Multi-Fidelity Active Learning with GFlowNets
Alex Hernandez-Garcia, Nikita Saxena, Moksh Jain, Cheng-Hao Liu, Yoshua Bengio
TL;DR
This work tackles the challenge of efficiently discovering diverse, high-scoring candidates in combinatorially large, high-dimensional spaces under limited budgets. It introduces MF-GFN, a framework that extends GFlowNets with multi-fidelity active learning by learning a joint policy over inputs and fidelity levels and optimising a cost-aware acquisition, MF-MES, via a multi-fidelity GP with deep kernel learning. Through extensive experiments on DNA aptamers, antimicrobial peptides, and small molecules, MF-GFN achieves substantial cost reductions over single-fidelity baselines while retaining diversity and discovering multiple high-scoring modes, outperforming RL-based and some BO baselines. The approach demonstrates practical potential to accelerate scientific discovery and materials/drug design by efficiently allocating computational or experimental resources across fidelity levels. The work also discusses limitations, such as simulated costs, and outlines future work including more complex design spaces and multi-objective extensions.
Abstract
In the last decades, the capacity to generate large amounts of data in science and engineering applications has been growing steadily. Meanwhile, machine learning has progressed to become a suitable tool to process and utilise the available data. Nonetheless, many relevant scientific and engineering problems present challenges where current machine learning methods cannot yet efficiently leverage the available data and resources. For example, in scientific discovery, we are often faced with the problem of exploring very large, structured and high-dimensional spaces. Moreover, the high fidelity, black-box objective function is often very expensive to evaluate. Progress in machine learning methods that can efficiently tackle such challenges would help accelerate currently crucial areas such as drug and materials discovery.
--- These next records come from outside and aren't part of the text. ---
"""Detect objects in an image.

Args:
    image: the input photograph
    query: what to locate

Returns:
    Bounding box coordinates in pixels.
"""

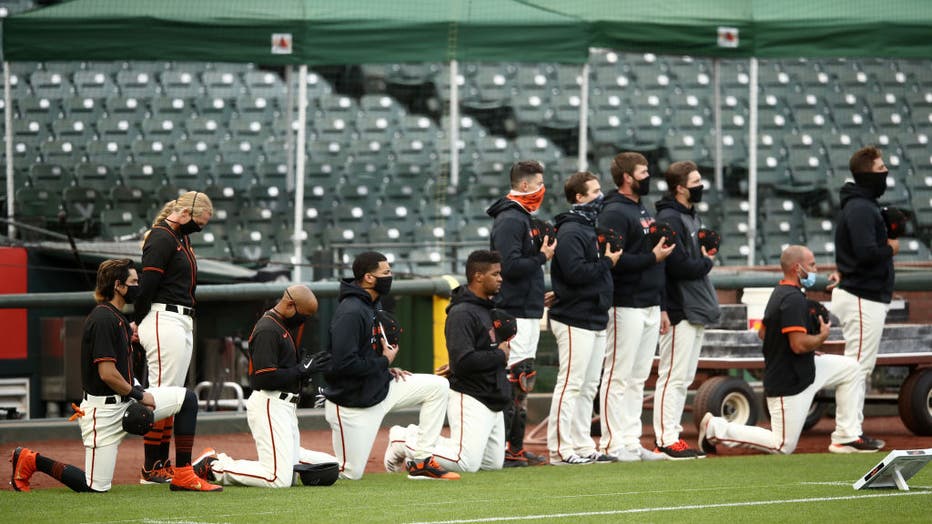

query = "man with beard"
[599,152,676,462]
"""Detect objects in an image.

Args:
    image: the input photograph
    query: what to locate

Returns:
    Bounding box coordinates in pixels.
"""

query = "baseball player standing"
[324,251,460,480]
[547,172,621,465]
[699,246,884,454]
[654,161,721,460]
[829,146,900,453]
[385,250,511,472]
[135,191,214,484]
[487,160,556,467]
[599,153,676,462]
[194,284,337,488]
[10,259,223,492]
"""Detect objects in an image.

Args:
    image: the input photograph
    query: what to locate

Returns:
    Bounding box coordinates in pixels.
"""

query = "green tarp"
[3,0,589,65]
[528,0,932,59]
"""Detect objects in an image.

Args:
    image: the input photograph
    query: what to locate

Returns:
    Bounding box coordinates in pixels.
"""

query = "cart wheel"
[693,375,760,426]
[899,368,932,437]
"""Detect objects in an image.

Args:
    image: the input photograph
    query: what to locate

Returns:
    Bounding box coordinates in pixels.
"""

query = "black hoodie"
[657,196,721,326]
[444,286,511,411]
[324,278,392,408]
[599,191,664,308]
[486,198,547,318]
[550,213,612,331]
[835,182,894,304]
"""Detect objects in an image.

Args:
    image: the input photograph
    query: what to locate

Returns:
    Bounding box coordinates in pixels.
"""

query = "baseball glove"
[880,207,909,238]
[595,227,624,253]
[489,308,518,344]
[294,462,340,486]
[123,401,155,435]
[531,217,557,249]
[806,300,829,335]
[696,228,722,255]
[647,221,676,247]
[375,309,402,346]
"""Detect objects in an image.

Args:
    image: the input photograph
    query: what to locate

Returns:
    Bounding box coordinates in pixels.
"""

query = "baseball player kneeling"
[385,250,517,472]
[10,259,223,492]
[194,284,337,488]
[324,251,460,480]
[699,246,884,454]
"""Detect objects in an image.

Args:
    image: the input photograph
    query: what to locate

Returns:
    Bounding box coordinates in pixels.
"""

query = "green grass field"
[0,453,932,524]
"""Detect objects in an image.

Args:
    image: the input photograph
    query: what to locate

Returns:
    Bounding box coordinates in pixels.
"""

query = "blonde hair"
[143,191,214,241]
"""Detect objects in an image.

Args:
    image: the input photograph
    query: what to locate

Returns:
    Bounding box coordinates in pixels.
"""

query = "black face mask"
[372,276,392,296]
[282,309,310,330]
[178,218,204,235]
[123,285,139,304]
[686,185,705,204]
[631,175,650,196]
[854,171,890,198]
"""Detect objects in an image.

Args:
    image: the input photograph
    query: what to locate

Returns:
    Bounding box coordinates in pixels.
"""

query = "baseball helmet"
[294,462,340,486]
[531,217,557,249]
[806,300,829,335]
[595,227,623,253]
[123,401,155,435]
[489,308,518,344]
[647,221,676,247]
[880,207,909,238]
[696,228,722,255]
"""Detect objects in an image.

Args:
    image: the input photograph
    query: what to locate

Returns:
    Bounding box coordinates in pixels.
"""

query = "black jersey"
[135,221,197,322]
[764,281,815,397]
[81,302,133,396]
[249,311,301,393]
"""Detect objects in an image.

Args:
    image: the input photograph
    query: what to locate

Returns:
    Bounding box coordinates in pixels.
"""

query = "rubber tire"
[693,375,760,428]
[899,367,932,437]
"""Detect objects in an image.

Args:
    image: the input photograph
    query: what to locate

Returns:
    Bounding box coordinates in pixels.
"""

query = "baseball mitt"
[489,308,518,344]
[696,228,722,255]
[595,227,623,253]
[806,300,829,335]
[531,217,557,249]
[123,401,155,435]
[880,207,909,238]
[647,221,676,247]
[375,309,402,346]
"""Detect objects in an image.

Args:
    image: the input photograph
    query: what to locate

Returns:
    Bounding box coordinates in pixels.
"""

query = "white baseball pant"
[832,288,890,424]
[78,387,185,491]
[324,373,450,480]
[508,318,540,367]
[599,306,660,455]
[139,303,194,387]
[416,391,505,473]
[547,319,606,462]
[705,355,864,455]
[654,319,705,447]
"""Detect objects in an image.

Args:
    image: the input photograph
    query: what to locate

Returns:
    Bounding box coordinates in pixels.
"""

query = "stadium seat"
[158,70,204,98]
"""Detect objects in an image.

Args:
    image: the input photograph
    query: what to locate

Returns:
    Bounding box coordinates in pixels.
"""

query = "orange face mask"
[505,185,546,213]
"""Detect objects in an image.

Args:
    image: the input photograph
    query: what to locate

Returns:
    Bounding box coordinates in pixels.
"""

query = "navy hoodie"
[550,213,612,331]
[444,286,511,411]
[599,191,664,308]
[835,182,894,304]
[324,278,392,408]
[657,196,721,326]
[486,198,547,318]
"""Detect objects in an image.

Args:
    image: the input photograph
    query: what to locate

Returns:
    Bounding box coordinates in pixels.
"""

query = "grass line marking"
[411,491,932,524]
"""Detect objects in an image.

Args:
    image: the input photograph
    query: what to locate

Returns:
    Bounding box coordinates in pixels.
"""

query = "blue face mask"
[799,272,817,289]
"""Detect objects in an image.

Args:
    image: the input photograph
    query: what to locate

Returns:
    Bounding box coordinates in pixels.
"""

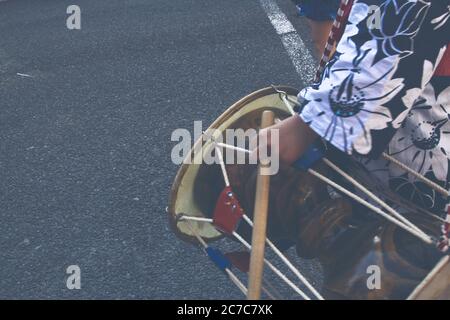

In this paper, we propose a multi-fidelity active learning algorithm with GFlowNets as a sampler, to efficiently discover diverse, high-scoring candidates where multiple approximations of the black-box function are available at lower fidelity and cost. Our evaluation on molecular discovery tasks shows that multi-fidelity active learning with GFlowNets can discover high-scoring candidates at a fraction of the budget of its single-fidelity counterpart while maintaining diversity, unlike RL-based alternatives. These results open new avenues for multi-fidelity active learning to accelerate scientific discovery and engineering design.